Don found himself buffeted by those two waves, caught between the swing tradition and the bebop revolution that remade jazz in the mid-1940s. He was present at the Minton’s Playhouse sessions where bebop was being invented, and he was comfortable enough in that world to hold his own. But his sound and his musical vision were rooted in the harmonic and melodic sensibilities of the swing era. In a real sense, he belonged to both worlds. But he was claimed fully by neither.
This Friday we’ll hear the Classic Don Byas Sessions, recorded between 1944 and 1946 and collated by Mosaic Records with their typical care. During the 10pm hour, we’ll hear nineteen tracks spread across three sets, each a complete statement of Don’s improvisational brilliance. Recorded in the abbreviated format of the 78 rpm era, none of these tracks runs longer than three and a half minutes. That constraint, which in time would disappear, freeing later musicians to go on and on, only concentrates Byas’s considerable powers.

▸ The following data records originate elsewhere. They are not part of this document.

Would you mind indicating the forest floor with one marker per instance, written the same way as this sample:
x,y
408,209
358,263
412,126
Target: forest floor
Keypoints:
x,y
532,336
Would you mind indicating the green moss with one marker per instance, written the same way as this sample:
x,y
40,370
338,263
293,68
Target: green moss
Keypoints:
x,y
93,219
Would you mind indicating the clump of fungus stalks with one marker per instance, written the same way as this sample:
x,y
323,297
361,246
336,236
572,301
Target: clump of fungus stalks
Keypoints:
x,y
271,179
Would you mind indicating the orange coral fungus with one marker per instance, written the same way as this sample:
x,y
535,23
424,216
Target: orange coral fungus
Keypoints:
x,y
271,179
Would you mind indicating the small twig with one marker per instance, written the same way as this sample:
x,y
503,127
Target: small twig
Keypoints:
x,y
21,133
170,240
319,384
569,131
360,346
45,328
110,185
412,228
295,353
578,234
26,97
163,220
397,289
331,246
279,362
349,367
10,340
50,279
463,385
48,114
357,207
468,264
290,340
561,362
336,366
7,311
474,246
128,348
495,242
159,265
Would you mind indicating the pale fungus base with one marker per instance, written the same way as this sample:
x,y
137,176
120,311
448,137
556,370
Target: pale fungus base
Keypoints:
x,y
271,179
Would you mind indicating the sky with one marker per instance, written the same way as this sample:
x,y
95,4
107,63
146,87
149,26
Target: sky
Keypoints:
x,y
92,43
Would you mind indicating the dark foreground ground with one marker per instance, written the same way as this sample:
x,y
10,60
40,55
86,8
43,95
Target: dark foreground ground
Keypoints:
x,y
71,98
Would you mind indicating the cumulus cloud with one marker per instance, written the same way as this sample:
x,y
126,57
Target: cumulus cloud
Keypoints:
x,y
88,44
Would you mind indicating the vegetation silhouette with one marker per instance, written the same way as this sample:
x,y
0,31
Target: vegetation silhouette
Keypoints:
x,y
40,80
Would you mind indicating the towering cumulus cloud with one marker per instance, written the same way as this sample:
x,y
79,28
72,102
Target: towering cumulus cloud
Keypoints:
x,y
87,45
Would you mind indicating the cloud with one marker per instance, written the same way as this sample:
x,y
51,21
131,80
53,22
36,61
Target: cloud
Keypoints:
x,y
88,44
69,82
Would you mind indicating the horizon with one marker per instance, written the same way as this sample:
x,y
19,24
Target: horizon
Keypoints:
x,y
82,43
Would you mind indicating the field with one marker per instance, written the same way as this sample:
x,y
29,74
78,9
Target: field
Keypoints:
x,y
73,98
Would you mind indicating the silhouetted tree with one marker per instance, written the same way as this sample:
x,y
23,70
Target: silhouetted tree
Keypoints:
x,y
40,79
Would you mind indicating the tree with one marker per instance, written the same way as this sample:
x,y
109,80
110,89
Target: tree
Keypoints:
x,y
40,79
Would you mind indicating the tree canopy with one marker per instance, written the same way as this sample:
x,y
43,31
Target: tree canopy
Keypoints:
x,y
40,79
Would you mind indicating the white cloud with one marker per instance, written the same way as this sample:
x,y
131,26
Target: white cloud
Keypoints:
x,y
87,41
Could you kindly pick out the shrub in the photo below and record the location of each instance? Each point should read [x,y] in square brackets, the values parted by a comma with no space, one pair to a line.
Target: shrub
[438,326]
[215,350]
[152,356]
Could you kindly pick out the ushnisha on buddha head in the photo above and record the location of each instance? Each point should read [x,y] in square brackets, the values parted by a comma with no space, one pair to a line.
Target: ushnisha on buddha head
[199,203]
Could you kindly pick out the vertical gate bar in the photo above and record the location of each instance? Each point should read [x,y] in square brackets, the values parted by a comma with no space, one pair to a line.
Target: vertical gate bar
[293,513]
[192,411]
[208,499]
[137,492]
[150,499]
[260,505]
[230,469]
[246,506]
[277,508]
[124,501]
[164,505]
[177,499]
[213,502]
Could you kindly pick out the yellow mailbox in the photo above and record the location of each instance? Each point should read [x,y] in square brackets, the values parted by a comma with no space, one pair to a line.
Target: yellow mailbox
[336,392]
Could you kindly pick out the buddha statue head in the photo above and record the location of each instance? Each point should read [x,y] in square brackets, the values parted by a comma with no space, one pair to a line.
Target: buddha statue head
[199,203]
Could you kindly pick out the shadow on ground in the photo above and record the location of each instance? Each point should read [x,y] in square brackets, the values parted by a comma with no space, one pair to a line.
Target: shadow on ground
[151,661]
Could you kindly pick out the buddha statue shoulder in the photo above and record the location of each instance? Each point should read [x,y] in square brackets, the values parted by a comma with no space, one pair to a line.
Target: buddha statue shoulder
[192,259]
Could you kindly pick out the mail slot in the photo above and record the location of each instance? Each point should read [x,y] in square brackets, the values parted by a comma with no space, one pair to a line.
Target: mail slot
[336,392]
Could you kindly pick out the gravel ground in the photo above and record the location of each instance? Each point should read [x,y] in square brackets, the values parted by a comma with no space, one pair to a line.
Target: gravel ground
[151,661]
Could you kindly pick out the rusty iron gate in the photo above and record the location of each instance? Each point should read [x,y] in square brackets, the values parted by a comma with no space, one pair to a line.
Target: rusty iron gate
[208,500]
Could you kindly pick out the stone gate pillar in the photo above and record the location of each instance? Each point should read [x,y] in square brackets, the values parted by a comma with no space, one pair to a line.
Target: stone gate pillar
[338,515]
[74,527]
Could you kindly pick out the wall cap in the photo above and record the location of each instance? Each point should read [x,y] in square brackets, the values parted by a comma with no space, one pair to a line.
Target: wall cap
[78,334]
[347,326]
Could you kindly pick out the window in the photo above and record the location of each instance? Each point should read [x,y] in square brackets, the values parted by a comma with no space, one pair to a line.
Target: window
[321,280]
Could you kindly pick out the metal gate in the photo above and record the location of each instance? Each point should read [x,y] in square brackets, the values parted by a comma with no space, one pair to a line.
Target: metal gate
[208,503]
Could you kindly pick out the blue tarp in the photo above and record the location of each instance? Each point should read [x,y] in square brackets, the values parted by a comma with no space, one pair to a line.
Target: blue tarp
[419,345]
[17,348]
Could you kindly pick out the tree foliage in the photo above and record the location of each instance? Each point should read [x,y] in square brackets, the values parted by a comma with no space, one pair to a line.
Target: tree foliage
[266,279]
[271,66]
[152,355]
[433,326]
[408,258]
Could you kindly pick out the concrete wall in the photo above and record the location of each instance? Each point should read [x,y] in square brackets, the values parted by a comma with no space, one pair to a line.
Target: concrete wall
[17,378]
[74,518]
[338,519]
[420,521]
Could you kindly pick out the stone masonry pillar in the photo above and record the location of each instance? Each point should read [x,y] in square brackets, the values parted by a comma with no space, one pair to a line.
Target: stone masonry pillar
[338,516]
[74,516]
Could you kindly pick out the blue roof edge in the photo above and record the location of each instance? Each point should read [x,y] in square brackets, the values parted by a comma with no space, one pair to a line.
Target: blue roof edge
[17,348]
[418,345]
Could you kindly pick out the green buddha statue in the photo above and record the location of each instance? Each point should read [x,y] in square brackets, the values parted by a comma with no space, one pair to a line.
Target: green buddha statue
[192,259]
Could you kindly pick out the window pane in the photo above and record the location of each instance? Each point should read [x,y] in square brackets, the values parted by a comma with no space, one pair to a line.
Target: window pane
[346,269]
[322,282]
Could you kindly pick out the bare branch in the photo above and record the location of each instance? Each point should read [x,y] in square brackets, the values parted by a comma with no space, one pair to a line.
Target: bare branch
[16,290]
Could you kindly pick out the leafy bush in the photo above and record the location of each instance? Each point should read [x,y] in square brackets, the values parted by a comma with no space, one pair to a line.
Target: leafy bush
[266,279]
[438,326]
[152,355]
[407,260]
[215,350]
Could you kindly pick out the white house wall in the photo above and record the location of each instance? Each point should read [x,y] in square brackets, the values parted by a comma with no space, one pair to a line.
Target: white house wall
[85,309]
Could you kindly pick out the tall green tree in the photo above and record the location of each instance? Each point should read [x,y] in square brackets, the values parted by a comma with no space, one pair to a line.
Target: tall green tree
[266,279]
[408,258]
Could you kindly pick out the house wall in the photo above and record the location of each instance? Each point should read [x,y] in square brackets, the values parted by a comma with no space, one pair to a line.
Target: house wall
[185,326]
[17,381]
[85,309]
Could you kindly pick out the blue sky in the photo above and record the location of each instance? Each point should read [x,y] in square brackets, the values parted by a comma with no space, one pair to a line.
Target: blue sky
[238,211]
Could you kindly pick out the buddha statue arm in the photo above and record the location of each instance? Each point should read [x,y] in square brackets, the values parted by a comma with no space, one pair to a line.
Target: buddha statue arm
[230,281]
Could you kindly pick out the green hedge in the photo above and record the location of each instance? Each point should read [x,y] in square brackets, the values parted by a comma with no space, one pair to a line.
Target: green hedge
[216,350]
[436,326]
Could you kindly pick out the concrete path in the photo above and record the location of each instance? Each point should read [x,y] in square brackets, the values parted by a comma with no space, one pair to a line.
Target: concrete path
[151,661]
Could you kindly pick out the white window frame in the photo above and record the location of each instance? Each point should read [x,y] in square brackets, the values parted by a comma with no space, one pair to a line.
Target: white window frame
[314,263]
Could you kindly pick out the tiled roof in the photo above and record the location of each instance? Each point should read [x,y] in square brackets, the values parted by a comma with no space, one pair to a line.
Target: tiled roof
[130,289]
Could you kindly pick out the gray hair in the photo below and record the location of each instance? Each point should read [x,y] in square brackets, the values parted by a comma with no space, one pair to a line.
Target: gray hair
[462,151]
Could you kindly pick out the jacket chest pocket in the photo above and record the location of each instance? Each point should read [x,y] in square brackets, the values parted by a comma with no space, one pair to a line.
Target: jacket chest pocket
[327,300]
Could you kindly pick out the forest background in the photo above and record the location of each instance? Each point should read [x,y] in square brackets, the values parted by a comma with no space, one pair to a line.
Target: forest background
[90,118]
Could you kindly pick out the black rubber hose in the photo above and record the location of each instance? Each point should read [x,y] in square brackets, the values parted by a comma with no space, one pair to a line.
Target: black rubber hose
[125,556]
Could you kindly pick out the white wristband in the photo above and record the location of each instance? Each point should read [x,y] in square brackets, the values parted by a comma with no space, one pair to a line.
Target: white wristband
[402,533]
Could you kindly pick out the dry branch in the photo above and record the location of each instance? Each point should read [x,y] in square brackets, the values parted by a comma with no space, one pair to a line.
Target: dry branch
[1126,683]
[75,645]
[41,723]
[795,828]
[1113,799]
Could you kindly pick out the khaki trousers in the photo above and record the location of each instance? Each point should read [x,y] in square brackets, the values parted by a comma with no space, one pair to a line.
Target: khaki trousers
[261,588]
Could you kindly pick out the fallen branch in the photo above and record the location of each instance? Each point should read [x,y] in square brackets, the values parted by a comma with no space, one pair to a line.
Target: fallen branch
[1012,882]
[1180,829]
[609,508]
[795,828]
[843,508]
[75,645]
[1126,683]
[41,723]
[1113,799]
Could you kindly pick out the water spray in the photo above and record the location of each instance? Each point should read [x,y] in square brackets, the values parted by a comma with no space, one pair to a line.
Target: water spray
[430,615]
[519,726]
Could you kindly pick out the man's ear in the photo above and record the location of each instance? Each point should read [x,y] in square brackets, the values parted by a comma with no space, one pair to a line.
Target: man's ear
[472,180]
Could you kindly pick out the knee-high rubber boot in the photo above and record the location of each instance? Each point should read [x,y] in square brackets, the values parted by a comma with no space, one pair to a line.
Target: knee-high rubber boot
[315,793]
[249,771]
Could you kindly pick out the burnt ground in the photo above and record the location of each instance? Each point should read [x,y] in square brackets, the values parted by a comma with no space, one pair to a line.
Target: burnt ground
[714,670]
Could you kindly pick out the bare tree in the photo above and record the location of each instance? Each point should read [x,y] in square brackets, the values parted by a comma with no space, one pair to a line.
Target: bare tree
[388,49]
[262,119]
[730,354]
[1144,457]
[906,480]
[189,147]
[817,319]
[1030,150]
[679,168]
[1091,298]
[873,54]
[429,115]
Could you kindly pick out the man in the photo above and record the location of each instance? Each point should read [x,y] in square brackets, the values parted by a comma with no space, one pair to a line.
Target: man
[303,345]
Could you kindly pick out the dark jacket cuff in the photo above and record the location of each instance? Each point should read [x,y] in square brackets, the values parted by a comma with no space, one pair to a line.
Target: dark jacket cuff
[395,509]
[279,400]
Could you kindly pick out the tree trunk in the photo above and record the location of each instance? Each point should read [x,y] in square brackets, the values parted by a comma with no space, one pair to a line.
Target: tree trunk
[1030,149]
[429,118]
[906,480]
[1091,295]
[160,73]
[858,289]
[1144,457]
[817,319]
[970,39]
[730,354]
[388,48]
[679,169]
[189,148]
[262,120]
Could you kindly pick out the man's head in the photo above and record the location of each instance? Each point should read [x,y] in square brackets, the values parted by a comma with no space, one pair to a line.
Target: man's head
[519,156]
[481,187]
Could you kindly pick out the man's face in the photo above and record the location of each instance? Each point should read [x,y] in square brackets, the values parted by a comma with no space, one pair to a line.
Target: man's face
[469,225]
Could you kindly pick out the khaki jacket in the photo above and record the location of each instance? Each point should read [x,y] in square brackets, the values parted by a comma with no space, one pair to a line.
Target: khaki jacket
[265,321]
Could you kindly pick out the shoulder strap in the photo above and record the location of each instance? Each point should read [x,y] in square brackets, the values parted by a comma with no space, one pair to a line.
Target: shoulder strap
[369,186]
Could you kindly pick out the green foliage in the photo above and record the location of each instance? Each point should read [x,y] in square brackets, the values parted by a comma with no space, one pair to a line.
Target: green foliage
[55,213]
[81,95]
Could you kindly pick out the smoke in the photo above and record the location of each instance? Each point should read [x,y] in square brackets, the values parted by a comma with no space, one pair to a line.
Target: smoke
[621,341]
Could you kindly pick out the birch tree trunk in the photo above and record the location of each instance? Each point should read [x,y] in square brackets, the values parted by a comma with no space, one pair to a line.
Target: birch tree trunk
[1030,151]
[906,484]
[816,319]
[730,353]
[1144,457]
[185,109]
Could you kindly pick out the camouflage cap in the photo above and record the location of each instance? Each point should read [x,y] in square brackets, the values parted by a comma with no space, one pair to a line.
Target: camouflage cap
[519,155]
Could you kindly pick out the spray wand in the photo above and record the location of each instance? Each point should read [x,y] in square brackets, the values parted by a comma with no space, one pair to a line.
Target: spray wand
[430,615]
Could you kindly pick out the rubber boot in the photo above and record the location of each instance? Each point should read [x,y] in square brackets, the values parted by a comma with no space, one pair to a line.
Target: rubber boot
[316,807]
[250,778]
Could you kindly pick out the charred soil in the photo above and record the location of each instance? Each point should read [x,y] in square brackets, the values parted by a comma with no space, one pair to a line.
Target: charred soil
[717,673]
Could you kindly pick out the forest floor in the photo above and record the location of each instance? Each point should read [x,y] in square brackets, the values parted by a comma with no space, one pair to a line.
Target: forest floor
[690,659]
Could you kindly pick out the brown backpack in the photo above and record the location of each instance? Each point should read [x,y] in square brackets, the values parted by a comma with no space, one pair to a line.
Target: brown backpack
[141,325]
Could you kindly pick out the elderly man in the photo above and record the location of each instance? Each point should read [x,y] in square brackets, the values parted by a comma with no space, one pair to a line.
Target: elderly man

Two of the tracks we’ll hear Friday illuminate Don’s gifts with particular clarity. “Body and Soul,” which closes the evening, puts Byas in direct conversation with Coleman Hawkins, whose 1939 recording of that tune is one of the most celebrated in jazz history — the performance that, more than any other, established the tenor saxophone as an instrument capable of harmonic sophistication and lyrical depth. Don’s version arrives five years later. In it, we hear him fully in command of everything Hawkins established, and bringing to the tune his own distinctive warmth and harmonic intelligence. The inheritance is audible, and so is the individual voice.
“Embraceable You,” from the middle set, illuminates the other side of his stylistic position. Charlie Parker recorded the same Gershwin standard within a year of Byas’s version, and the contrast is instructive: Bird’s approach fragments and transforms the melody, using it as loose scaffolding for invention that is pure bebop. Byas honors the tune more directly, but with a harmonic richness and improvisational freedom that goes well beyond the swing tradition. He is in the territory between those two worlds, drawing from both, and producing something distinctly his own.
In 1946, Don left the United States for Europe — initially on tour, then permanently. He settled in the Netherlands, where he was revered, and spent the rest of his life there. Unlike Dexter Gordon, whose long Copenhagen expatriation ended with a triumphant return to American audiences in 1976, Byas never came back to reclaim his place in the American imagination. Europe knew what it had. America, largely, forgot.
This Friday from 10 to 11 on Jazz Spectrum, you have the opportunity to remember — or to discover for the first time — one of the great tenor saxophonists in jazz history. The recordings are eighty years old. They are as alive as ever, and as alluring.